Step	Hyp	Ref	Expression
1		itg2mono.6	. . 3 |- S = sup ( ran ( n e. NN |-> ( S.2 ` ( F ` n ) ) ) , RR* , < )
2		itg2mono.3	. . . . . . . 8 |- ( ( ph /\ n e. NN ) -> ( F ` n ) : RR --> ( 0 [,) +oo ) )
3		icossicc 12260	. . . . . . . 8 |- ( 0 [,) +oo ) C_ ( 0 [,] +oo )
4		fss 6056	. . . . . . . 8 |- ( ( ( F ` n ) : RR --> ( 0 [,) +oo ) /\ ( 0 [,) +oo ) C_ ( 0 [,] +oo ) ) -> ( F ` n ) : RR --> ( 0 [,] +oo ) )
5	2, 3, 4	sylancl 694	. . . . . . 7 |- ( ( ph /\ n e. NN ) -> ( F ` n ) : RR --> ( 0 [,] +oo ) )
6		itg2cl 23499	. . . . . . 7 |- ( ( F ` n ) : RR --> ( 0 [,] +oo ) -> ( S.2 ` ( F ` n ) ) e. RR* )
7	5, 6	syl 17	. . . . . 6 |- ( ( ph /\ n e. NN ) -> ( S.2 ` ( F ` n ) ) e. RR* )
8		eqid 2622	. . . . . 6 |- ( n e. NN |-> ( S.2 ` ( F ` n ) ) ) = ( n e. NN |-> ( S.2 ` ( F ` n ) ) )
9	7, 8	fmptd 6385	. . . . 5 |- ( ph -> ( n e. NN |-> ( S.2 ` ( F ` n ) ) ) : NN --> RR* )
10		frn 6053	. . . . 5 |- ( ( n e. NN |-> ( S.2 ` ( F ` n ) ) ) : NN --> RR* -> ran ( n e. NN |-> ( S.2 ` ( F ` n ) ) ) C_ RR* )
11	9, 10	syl 17	. . . 4 |- ( ph -> ran ( n e. NN |-> ( S.2 ` ( F ` n ) ) ) C_ RR* )
12		supxrcl 12145	. . . 4 |- ( ran ( n e. NN |-> ( S.2 ` ( F ` n ) ) ) C_ RR* -> sup ( ran ( n e. NN |-> ( S.2 ` ( F ` n ) ) ) , RR* , < ) e. RR* )
13	11, 12	syl 17	. . 3 |- ( ph -> sup ( ran ( n e. NN |-> ( S.2 ` ( F ` n ) ) ) , RR* , < ) e. RR* )
14	1, 13	syl5eqel 2705	. 2 |- ( ph -> S e. RR* )
15		itg2monolem2.7	. . 3 |- ( ph -> P e. dom S.1 )
16		itg1cl 23452	. . 3 |- ( P e. dom S.1 -> ( S.1 ` P ) e. RR )
17	15, 16	syl 17	. 2 |- ( ph -> ( S.1 ` P ) e. RR )

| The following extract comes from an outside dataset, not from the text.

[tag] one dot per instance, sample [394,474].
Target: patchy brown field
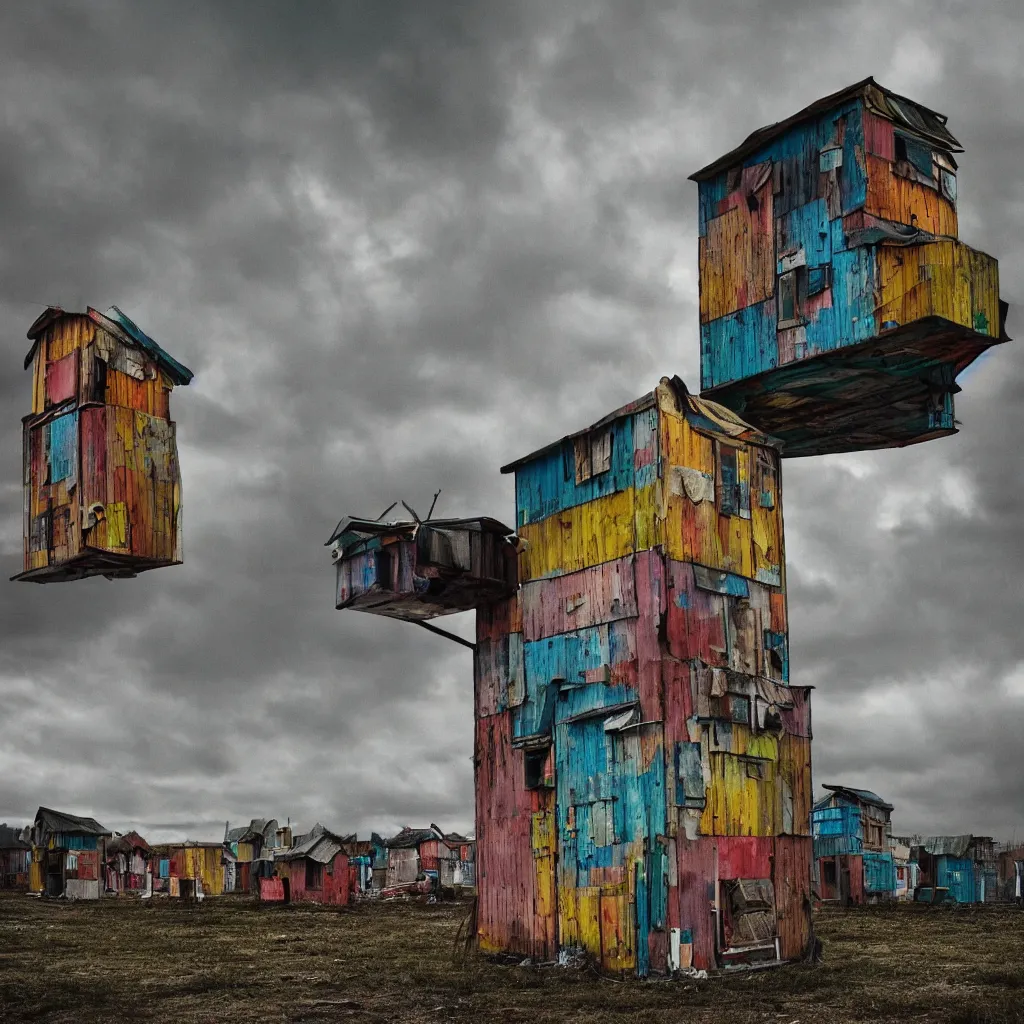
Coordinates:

18		mnfxr 10096	. . . 4 |- -oo e. RR*
19	18	a1i 11	. . 3 |- ( ph -> -oo e. RR* )
20		1nn 11031	. . . . 5 |- 1 e. NN
21	5	ralrimiva 2966	. . . . 5 |- ( ph -> A. n e. NN ( F ` n ) : RR --> ( 0 [,] +oo ) )
22		fveq2 6191	. . . . . . 7 |- ( n = 1 -> ( F ` n ) = ( F ` 1 ) )

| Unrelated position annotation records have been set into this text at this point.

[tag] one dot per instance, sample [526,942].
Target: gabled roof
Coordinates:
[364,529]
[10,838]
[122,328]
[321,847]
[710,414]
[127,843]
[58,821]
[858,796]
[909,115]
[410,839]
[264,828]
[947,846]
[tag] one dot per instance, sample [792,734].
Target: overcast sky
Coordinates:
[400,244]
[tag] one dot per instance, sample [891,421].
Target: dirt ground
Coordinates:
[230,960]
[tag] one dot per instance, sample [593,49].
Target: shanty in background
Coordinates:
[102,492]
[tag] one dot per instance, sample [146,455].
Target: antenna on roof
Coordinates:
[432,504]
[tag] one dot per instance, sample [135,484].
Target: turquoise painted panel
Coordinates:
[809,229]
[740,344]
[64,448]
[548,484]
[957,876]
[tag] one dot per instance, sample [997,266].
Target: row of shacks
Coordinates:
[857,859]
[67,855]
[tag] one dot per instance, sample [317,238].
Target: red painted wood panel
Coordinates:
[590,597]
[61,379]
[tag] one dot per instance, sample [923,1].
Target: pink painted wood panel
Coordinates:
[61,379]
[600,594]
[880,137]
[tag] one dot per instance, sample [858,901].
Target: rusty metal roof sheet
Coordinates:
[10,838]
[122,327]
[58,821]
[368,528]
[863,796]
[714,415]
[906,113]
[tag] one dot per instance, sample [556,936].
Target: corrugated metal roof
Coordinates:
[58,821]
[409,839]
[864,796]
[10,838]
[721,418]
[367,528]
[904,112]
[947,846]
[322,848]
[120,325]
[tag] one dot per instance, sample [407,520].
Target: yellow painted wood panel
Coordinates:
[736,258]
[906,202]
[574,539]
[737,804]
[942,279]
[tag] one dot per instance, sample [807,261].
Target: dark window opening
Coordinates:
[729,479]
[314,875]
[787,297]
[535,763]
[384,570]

23	22	feq1d 6030	. . . . . 6 |- ( n = 1 -> ( ( F ` n ) : RR --> ( 0 [,] +oo ) <-> ( F ` 1 ) : RR --> ( 0 [,] +oo ) ) )
24	23	rspcv 3305	. . . . 5 |- ( 1 e. NN -> ( A. n e. NN ( F ` n ) : RR --> ( 0 [,] +oo ) -> ( F ` 1 ) : RR --> ( 0 [,] +oo ) ) )
25	20, 21, 24	mpsyl 68	. . . 4 |- ( ph -> ( F ` 1 ) : RR --> ( 0 [,] +oo ) )
26		itg2cl 23499	. . . 4 |- ( ( F ` 1 ) : RR --> ( 0 [,] +oo ) -> ( S.2 ` ( F ` 1 ) ) e. RR* )
27	25, 26	syl 17	. . 3 |- ( ph -> ( S.2 ` ( F ` 1 ) ) e. RR* )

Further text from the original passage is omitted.